I need to add new property to an object, when serializing to JSON. The value for the property is calculated on runtime and does not exist in the object. Also the same object can be used for creation of different JSON with different set ot fields (kind of having a base class with subclasses, but I don't want to create ones just for JSON generation).

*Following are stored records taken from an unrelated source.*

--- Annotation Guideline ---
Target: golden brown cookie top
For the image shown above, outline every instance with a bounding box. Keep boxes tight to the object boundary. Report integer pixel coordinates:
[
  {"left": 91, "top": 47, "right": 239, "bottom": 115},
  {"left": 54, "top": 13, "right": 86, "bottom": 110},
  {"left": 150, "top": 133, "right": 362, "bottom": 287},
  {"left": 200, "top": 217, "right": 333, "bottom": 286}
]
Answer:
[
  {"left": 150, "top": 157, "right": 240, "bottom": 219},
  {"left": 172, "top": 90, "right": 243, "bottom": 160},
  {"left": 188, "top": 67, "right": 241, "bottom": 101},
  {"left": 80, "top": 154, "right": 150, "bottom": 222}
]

在序列化为JSON时,我需要向对象添加新属性。属性的值是在运行时计算的,并且在对象中不存在。同样的对象也可以用于创建具有不同set ot字段的不同JSON(具有带子类的基类,但我不想仅为JSON生成创建一个)。
What is the best way of doing that, which doesn't involve creation of custom serializer class, which will take care of serializing of whole set of object's fields? Or may be it is possible to inherit some "basic" serializer, and simply take it's output and add new field to it somehow?
这样做的最佳方法是什么,这不涉及创建自定义序列化程序类,它将负责整个对象字段的序列化?或者可能是继承一些“基本”序列化器,并简单地接受它的输出并以某种方式添加新字段?
I learned about mixins, and looks like it is possible to rename/hide some fields, however it seems not be possible to add an extra one.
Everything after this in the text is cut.